Madison sighed, thinking of her own daughters: Candice, the exceptionally pretty one, who was now fourteen, and Allison, who might or might not become the extraordinarily beautiful one, but was now, at twelve, merely promising. What satisfactory children
they were! Neat, polite, modest, ladylike girls with perfect manners, who hung up their clothes, polished their riding boots, kept their bedroom and bathroom tidy, and got their homework in on time without her prompting. If only some of their breeding had rubbed off on Maggie!

But, one had to admit, breeding didn’t “rub off,” it was innate. Tyler came, as she did, from a long line of what she could only term “American aristocrats,” every last one of them Protestant, every last one of them proper, every last one of them quietly, admirably at ease in his social environment.
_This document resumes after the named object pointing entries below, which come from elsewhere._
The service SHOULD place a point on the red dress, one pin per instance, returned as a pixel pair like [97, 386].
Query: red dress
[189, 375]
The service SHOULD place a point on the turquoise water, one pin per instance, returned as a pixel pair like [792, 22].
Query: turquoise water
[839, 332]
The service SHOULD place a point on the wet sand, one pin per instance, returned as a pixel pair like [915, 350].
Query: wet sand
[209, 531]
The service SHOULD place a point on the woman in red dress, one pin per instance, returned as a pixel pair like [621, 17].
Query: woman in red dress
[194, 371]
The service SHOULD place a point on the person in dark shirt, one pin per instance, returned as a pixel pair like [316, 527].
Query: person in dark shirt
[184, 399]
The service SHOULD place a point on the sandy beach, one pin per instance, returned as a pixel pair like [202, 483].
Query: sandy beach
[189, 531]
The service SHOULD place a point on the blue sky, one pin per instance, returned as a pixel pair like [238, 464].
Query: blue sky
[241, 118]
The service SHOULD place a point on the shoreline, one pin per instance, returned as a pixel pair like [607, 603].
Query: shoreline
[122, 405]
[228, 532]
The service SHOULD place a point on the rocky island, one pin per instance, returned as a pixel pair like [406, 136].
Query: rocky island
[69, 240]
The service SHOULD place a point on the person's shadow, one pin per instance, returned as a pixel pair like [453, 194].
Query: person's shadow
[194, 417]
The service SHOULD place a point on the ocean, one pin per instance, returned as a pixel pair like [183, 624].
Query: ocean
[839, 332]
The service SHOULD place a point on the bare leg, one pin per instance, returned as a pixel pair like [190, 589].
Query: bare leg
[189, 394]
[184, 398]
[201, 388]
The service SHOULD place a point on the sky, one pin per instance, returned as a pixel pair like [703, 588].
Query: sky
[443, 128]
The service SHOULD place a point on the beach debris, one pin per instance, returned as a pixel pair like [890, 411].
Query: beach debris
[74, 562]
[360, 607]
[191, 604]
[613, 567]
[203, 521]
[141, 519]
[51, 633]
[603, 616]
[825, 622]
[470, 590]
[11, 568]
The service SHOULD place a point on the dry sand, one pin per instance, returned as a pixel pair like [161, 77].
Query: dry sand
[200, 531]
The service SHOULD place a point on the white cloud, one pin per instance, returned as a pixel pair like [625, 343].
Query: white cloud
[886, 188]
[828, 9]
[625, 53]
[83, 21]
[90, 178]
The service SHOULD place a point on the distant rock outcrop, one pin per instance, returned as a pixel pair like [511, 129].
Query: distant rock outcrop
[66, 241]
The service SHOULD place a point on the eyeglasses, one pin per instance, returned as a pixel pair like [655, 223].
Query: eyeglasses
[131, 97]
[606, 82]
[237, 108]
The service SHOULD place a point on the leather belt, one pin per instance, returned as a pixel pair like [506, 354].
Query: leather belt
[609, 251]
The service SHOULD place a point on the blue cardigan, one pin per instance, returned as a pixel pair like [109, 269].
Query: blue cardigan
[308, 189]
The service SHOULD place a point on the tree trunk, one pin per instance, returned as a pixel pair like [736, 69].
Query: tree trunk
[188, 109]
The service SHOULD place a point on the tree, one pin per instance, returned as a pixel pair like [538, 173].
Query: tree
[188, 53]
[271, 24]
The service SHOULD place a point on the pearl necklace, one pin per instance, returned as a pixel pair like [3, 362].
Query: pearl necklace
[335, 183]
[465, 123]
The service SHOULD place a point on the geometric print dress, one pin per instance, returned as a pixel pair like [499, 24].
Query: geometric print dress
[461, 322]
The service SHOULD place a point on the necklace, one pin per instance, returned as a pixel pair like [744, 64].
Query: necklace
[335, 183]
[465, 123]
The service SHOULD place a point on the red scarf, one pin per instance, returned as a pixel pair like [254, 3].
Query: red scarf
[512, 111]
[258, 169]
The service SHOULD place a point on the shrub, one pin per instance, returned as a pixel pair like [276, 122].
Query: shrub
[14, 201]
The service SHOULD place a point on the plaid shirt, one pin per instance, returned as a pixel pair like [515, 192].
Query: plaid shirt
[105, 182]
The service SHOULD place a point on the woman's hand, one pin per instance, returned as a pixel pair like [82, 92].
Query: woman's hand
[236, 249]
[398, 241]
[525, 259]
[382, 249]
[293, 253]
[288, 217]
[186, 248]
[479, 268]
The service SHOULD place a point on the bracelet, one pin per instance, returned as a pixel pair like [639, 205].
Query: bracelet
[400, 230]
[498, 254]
Well, all she could say was that whatever momentarily fortunate mix of Irish and Hungarian genes had produced the ravishing Tessa hadn’t been in operation when Maggie was conceived. Everything about her high coloring, with skin so white, and cheeks so red, with her thick thatch of black curls and the fierce blueness of her eyes, screamed “Black Irish.”

Not that she had anything against the Irish, goodness knows, she wasn’t a snob, Madison assured herself, but there simply didn’t happen to be any living in the neighborhood. Nor enrolled at Elm Country Day, where Maggie was the only child who had to be driven to confession every Thursday and catechism class every Saturday—a thirty-mile trip each way, with nothing for her to do but sit in the station wagon and read while she waited for the damn things to be over. And yet somehow she didn’t dare direct any of the staff to take over those trips. It was much … safer … for Maggie to report to Tessa that Aunt Madison took her. Thank the good, reasonable Episcopalian Lord that she had the excuse of going to her own church on Sunday, so that she could send Maggie off to mass with the cook.

And what an unsuitable to-do last year, when Maggie made her First Holy Communion! First she’d been endlessly involved in finding a perfect dress. They’d actually had to go all the way into Manhattan to find a decent selection. The only saving grace was that the church was so far away that her friends hadn’t been aware of the
ceremony. They all knew Maggie was Catholic, of course, but some details were best left to the imagination, such as, good grief, a child of eight outlandishly decked out in a long white dress, a miniature bride drinking the blood and eating the body of Christ.